With just over 24 hours to go before early registration for Game Developers Conference 2017 ends tomorrow — Wednesday, January 18th at 11:59 PM Pacific, conference organizers are encouraging anyone interested in attending to register now at a discounted rate.
This year GDC will once again feature a fantastic, diverse lineup of lectures, panels, and tutorials during the show proper, and show organizers will continue to debut new sessions as the event draws ever closer.
To give you a sense of what a great event GDC can be, organizers want to quickly remind you about just a few of the many notable sessions taking place at this year’s show.
First, let’s talk about some of the great Classic Game Postmortems that have already been announced for GDC this year:
- Yutaka “Yoot” Saito, the talented game designer known for his idiosyncratic approach to game development, will be delivering a Classic Game Postmortem on his remarkable Dreamcast game Seaman.
- Sid Meier and Bruce Shelley, a pair of game industry luminaries who have together shaped the history of video and board game development through their work on everything from Railroad Tycoon to Age of Empires, will be presenting a Classic Game Postmortem on their groundbreaking game Sid Meier’s Civilization.
- Last but not least, Don Rawitsch, the lifelong educational software developer best known in the game industry for being a leading force in several educational software companies, including the influential Minnesota Educational Computing Corporation, will be delivering a Classic Game Postmortem of the groundbreaking game The Oregon Trail at GDC 2017!
Also, in a talk titled “Huddle up!: Making the [SPOILER] of ‘Inside‘” a team of four Playdead animators and programmers — Mikkel Bøgeskov Svendsen, Andreas Normand Grøntved, Søren Trautner Madsen, and Lasse Jon Fuglsang Pedersen — will explain how they built the surprise lurking at the end of their hit game Inside.

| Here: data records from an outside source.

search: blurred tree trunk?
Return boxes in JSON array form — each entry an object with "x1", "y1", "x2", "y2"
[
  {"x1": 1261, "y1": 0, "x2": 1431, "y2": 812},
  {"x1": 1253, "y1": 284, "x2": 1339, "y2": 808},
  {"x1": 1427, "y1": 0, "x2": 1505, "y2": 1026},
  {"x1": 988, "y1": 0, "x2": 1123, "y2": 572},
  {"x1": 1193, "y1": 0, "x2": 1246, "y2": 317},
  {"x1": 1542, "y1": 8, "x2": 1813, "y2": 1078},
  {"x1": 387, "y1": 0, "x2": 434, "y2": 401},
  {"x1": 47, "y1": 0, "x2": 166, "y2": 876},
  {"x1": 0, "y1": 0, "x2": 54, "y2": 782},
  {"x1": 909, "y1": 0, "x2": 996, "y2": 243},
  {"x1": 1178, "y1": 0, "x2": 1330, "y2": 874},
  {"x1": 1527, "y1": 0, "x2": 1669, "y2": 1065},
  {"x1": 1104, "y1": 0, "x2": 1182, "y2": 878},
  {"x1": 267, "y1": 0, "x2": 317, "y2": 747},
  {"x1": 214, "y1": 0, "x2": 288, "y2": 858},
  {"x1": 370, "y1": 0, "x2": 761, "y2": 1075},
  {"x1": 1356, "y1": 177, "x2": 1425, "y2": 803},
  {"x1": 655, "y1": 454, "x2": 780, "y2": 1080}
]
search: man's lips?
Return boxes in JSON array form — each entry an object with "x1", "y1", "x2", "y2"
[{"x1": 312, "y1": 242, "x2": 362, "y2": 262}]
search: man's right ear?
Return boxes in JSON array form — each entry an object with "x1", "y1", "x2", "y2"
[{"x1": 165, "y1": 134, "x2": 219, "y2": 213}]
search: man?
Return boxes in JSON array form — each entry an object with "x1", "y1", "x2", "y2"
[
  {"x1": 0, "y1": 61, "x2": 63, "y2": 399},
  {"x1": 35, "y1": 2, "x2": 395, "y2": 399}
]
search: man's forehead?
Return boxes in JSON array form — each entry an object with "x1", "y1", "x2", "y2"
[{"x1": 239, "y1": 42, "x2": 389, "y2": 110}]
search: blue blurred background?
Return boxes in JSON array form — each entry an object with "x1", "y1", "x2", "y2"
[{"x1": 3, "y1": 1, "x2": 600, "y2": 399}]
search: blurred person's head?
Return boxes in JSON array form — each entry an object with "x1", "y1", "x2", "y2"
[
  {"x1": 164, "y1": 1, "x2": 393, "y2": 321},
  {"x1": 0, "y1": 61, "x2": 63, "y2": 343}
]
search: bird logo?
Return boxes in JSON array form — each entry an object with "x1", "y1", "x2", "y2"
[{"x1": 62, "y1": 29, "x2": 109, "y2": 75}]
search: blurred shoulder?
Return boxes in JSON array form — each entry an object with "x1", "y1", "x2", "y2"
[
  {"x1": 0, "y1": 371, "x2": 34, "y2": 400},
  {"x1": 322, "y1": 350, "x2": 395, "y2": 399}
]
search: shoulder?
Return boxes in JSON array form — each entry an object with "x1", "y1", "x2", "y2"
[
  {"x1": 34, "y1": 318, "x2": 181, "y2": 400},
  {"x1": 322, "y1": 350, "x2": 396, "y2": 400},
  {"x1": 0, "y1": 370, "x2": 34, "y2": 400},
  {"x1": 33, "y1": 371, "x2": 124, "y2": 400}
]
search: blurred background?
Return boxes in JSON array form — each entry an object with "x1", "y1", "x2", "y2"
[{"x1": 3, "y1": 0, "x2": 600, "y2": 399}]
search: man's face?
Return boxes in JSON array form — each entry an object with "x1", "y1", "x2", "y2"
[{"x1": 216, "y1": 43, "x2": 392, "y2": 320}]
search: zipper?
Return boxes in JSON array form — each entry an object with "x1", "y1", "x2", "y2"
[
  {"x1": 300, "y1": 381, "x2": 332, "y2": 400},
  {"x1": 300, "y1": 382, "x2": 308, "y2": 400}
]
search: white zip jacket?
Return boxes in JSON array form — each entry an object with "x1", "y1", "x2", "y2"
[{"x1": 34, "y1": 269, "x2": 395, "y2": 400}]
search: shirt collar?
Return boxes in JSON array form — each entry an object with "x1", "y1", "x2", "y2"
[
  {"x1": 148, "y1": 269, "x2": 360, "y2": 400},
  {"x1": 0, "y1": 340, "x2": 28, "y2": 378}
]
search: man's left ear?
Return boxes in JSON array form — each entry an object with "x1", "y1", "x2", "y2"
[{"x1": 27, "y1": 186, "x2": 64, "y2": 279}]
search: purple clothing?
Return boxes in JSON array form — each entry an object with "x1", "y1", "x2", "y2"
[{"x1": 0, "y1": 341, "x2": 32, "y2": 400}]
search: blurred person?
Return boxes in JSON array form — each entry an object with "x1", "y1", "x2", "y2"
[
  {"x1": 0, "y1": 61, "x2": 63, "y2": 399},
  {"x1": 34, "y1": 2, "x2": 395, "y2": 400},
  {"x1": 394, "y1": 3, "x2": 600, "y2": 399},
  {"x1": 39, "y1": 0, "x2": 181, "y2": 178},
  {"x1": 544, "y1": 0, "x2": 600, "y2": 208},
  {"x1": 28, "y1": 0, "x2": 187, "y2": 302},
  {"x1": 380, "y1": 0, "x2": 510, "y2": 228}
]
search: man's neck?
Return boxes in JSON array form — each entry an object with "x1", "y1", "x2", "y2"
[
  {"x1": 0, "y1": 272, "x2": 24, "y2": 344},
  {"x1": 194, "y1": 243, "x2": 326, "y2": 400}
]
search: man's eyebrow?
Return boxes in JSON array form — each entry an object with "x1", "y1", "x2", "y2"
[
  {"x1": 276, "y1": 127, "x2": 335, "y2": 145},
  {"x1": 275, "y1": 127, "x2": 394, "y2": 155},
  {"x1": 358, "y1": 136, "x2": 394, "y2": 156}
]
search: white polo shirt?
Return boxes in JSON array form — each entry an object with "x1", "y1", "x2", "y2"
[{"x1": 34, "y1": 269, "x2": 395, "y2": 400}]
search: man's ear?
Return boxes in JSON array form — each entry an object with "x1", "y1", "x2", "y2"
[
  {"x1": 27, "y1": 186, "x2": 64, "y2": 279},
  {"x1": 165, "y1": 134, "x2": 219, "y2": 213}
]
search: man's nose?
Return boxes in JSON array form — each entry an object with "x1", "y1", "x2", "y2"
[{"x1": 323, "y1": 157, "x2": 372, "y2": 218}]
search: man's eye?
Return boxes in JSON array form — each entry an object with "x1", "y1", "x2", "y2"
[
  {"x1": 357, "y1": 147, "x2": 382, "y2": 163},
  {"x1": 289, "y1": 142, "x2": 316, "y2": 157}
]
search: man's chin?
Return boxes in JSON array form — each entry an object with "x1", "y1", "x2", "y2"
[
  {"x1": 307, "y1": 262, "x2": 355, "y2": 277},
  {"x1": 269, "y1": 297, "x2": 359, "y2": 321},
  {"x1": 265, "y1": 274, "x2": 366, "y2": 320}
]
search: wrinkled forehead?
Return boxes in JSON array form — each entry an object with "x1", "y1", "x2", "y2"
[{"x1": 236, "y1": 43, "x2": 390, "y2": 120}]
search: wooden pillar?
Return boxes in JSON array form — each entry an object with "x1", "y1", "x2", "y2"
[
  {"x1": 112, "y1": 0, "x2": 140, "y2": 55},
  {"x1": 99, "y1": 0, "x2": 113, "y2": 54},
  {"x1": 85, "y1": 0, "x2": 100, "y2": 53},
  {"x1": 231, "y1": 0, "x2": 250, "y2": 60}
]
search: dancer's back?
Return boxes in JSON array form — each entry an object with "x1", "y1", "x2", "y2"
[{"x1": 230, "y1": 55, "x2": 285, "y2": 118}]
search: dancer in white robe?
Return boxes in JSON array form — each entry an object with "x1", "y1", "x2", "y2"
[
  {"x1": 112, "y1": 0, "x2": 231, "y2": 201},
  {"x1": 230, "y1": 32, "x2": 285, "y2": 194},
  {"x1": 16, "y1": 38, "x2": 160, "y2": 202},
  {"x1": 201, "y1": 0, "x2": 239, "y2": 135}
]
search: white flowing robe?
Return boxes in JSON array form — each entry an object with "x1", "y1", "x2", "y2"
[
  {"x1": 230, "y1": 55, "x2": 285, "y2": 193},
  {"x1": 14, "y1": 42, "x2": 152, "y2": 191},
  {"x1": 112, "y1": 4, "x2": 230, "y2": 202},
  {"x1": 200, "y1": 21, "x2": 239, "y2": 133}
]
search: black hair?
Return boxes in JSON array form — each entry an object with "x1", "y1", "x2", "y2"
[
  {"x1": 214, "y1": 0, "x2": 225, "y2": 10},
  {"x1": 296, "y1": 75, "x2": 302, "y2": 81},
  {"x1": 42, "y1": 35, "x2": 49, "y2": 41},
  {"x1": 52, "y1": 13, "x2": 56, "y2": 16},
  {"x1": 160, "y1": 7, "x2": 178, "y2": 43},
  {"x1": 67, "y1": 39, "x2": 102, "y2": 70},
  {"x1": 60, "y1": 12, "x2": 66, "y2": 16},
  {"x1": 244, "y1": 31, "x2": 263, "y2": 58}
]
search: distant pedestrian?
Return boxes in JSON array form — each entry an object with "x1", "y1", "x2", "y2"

Attendees will see unexpected inspirational sources, learn about making softbody physics with impulse and intent forces battling for control, using procedural animation to reflect intent and establish realism, and melting pieces together with shading. Above all attendees will enjoy some advocacy for wild, unmanaged forms of collaboration, to create the unknown.
Speaking of collaboration: Matthew Gallant is a game designer at Naughty Dog, and in his Design track talk on “Authored vs. Systemic: Finding a Balance for Combat AI in ‘Uncharted 4‘” he’ll show you how to evaluate which aspects of combat AI should be authored by designers and which parts are better handled with systems-driven logic. This includes specific methods for assigning roles in combat situations, particularly when larger number of NPCs or complex level geometry are involved.
Plus, Travis Day — a senior game designer at Blizzard — will deliver a GDC 2017 Design track talk on “Rewards in Video Games” in which he’ll share some hard-learned lessons about how reward systems can guide or harm player experience.
See, over the past 12 years Day has worked on reward systems for both World of Warcraft and Diablo 3; at GDC he’ll be talking about the role of rewards in video games, what they do for players and the cost of using them.
Also, game developer Shawn Allen (currently working on Treachery in Beatdown City) will be giving a GDC 2017 talk on “Breaking Marginalized Character Narrative Molds to Write Better, Richer Characters” in which he’ll speak to his lived experience as a black game designer, writer, and cultural critic.
This is important because Allen will talk about why, in the video game space, there is a yearning to create more black and brown characters, and yet the results are usually mixed, with bad representations being the most common output. He’ll also speak about how he approached creating dozens of characters of various ethnic groups in a fictional New York, and how he too has stumbled on his way.
Meanwhile, Owlchemy’s Alex Schwartz and Devin Reimer (CEO and CTO, respectively) will be delivering a talk at GDC 2017 on “Spatial Storytelling Lessons from ‘Job Simulator‘ and ‘Rick and Morty VR‘“, and you won’t want to miss it if you have even a passing interest in VR or storytelling in games.
Devs know that telling stories and interacting with characters in VR is a deep challenge, one with little precedent and many ways to ruin the illusion for players. Characters need to be able to interrupt one another seamlessly, avoid staring and awkward expressions, and character interactions need to work properly for players of any height, to name just a few.
In this talk, Owlchemy Labs will share tips to avoid uncanny valley, increase empathy with character interactions, and cover gobs of actionable lessons learned through the development of VR titles Job Simulator and Rick and Morty Simulator: Virtual Rick-ality. Don’t miss it!
Of course, when you register to attend GDC 2017 you’ll also be securing access to a wide variety of game development talks, roundtable discussions, postmortems and workshops. All passholders also have access to the GDC Expo Floor, located within the Moscone Convention Center in San Francisco, which serves as a showcase for cutting-edge technology from some of the industry’s biggest and most influential companies.
GDC 2017 itself will take place February 27th – March 3rd at the Moscone Center in San Francisco.